Wenn Sie unter Beziehungsangst leiden, müssen Sie sich Hilfe suchen, bevor diese Ihnen und Ihrer Beziehung weiteren Schaden zufügt. Wisse, dass du nicht allein bist und dass du Beziehungsangst bewältigen oder überwinden kannst. Verstehen Sie die Auslöser. Erlauben Sie Menschen, die Sie verstehen und unterstützen, zu helfen.

Neelam empfiehlt außerdem, gesunde Beziehungen zu beobachten. Sie sagt: „Es kann hilfreich sein, gesunde, partnerschaftliche Beziehungen zu beobachten, da sie unserem Gehirn und Körper ein Bild davon vermitteln, wie eine Beziehung aussieht, anstatt nur abhängige und unsichere Bindungsstile zu verstehen .“ Eine Beziehung beruht auf Gegenseitigkeit.
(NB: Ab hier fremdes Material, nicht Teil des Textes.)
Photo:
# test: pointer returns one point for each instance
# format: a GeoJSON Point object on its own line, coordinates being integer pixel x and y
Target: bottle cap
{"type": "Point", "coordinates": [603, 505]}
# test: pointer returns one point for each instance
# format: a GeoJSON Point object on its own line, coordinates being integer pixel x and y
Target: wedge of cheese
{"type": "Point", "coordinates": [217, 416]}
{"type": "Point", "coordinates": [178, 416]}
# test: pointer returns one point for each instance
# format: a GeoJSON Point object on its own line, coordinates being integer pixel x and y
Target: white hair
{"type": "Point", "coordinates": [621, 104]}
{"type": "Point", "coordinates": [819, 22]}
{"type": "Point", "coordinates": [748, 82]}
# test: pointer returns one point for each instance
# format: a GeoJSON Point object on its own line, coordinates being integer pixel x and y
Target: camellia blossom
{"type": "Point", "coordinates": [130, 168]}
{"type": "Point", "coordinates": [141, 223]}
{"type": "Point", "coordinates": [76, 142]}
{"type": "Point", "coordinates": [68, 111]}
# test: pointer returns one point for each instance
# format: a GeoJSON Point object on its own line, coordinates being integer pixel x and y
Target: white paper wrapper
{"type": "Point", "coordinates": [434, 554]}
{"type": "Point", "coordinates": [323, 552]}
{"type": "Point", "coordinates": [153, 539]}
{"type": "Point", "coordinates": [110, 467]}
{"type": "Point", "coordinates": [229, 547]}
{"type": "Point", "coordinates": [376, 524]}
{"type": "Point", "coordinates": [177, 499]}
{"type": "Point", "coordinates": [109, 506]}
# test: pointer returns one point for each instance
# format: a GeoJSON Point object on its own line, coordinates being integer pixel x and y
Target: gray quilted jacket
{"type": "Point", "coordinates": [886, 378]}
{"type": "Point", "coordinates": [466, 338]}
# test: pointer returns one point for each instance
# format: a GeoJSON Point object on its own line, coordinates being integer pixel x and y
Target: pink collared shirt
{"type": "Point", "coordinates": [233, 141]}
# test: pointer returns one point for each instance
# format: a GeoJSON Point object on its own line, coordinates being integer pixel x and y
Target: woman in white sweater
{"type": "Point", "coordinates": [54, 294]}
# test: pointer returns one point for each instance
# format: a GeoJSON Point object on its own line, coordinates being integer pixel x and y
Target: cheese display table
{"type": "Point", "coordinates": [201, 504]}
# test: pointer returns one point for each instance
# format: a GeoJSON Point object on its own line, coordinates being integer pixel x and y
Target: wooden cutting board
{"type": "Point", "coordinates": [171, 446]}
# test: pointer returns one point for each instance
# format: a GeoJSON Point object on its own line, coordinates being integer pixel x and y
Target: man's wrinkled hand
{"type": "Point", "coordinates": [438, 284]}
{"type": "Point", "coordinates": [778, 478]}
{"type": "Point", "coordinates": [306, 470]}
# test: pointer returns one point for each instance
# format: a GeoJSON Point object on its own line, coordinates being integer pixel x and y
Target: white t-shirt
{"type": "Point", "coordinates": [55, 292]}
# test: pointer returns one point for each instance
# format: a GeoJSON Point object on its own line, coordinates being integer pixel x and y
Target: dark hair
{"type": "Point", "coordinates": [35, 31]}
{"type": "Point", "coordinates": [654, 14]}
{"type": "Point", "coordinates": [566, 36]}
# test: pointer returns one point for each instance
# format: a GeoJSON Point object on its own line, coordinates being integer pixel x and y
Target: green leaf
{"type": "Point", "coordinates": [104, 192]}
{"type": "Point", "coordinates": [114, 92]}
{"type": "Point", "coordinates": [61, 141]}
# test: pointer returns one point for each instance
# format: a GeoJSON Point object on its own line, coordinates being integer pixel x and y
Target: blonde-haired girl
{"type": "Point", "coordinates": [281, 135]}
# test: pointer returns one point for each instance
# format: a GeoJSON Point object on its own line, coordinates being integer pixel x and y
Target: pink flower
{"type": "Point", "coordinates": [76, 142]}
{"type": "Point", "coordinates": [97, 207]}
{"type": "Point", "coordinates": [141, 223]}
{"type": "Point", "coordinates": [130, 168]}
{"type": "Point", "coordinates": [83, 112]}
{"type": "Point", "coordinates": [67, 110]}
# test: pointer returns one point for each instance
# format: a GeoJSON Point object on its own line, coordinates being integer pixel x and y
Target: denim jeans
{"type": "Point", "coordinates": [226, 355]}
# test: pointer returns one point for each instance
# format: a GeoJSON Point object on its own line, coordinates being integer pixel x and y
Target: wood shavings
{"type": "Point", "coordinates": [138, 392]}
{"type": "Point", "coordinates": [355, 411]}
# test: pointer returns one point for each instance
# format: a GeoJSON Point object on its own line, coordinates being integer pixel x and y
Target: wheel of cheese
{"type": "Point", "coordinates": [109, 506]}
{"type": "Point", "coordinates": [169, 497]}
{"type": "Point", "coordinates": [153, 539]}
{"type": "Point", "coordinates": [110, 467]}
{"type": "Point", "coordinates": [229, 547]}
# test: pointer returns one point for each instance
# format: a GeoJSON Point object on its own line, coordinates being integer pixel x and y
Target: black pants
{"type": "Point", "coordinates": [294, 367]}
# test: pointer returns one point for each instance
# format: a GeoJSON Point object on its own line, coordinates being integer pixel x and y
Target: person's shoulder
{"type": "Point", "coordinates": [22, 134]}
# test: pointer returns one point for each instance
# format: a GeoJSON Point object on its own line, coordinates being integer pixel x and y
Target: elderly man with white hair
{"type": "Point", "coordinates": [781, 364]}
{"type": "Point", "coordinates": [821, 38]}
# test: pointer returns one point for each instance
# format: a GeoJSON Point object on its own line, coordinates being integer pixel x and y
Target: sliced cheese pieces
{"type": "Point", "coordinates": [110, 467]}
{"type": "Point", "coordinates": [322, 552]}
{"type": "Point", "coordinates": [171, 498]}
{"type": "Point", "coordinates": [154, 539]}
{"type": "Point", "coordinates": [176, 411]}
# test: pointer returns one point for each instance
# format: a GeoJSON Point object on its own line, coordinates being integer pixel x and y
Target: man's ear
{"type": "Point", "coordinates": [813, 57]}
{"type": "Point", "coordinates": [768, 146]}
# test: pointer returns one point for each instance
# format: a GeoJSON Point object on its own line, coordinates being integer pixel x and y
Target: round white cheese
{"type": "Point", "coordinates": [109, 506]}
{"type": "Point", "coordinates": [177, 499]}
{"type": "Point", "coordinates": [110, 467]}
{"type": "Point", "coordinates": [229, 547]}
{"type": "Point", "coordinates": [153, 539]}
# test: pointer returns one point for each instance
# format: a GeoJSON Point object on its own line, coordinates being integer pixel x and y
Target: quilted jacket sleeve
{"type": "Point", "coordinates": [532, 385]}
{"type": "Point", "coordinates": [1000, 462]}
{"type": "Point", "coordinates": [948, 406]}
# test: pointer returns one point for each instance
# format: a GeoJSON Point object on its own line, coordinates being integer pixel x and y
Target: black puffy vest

Was einer erlebt oder durchmacht, beeinflusst den anderen. Deshalb ist es ratsam, Hilfe zu suchen, bevor die Situation außer Kontrolle gerät. Dafür muss man sich nicht schämen.

Häufig gestellte Fragen

1. Verschwindet Beziehungsangst?

Ja. Sie können Beziehungsangst überwinden. Es braucht Zeit und Mühe, aber es ist möglich. Sie müssen die zugrunde liegenden Probleme verstehen, Hilfe erhalten und an deren Bewältigung arbeiten.

2. Ist es normal, in einer Beziehung Angst zu haben? 

Es ist völlig normal, in einer Beziehung ein gewisses Maß an Angst zu empfinden. Es kommt äußerst häufig vor. Menschen erleben es normalerweise zu Beginn der Beziehung. Wenn Sie jedoch glauben, dass die Krankheit außer Kontrolle gerät, sollten Sie einen Therapeuten aufsuchen.

3. Wie lange dauert Beziehungsangst?

Es kommt auf den Grad der Angst an. Einige bemerken möglicherweise bereits nach wenigen Sitzungen einen Unterschied, während andere möglicherweise jahrelang eine Therapie durchführen müssen. Es gibt hierfür keinen festen Zeitplan.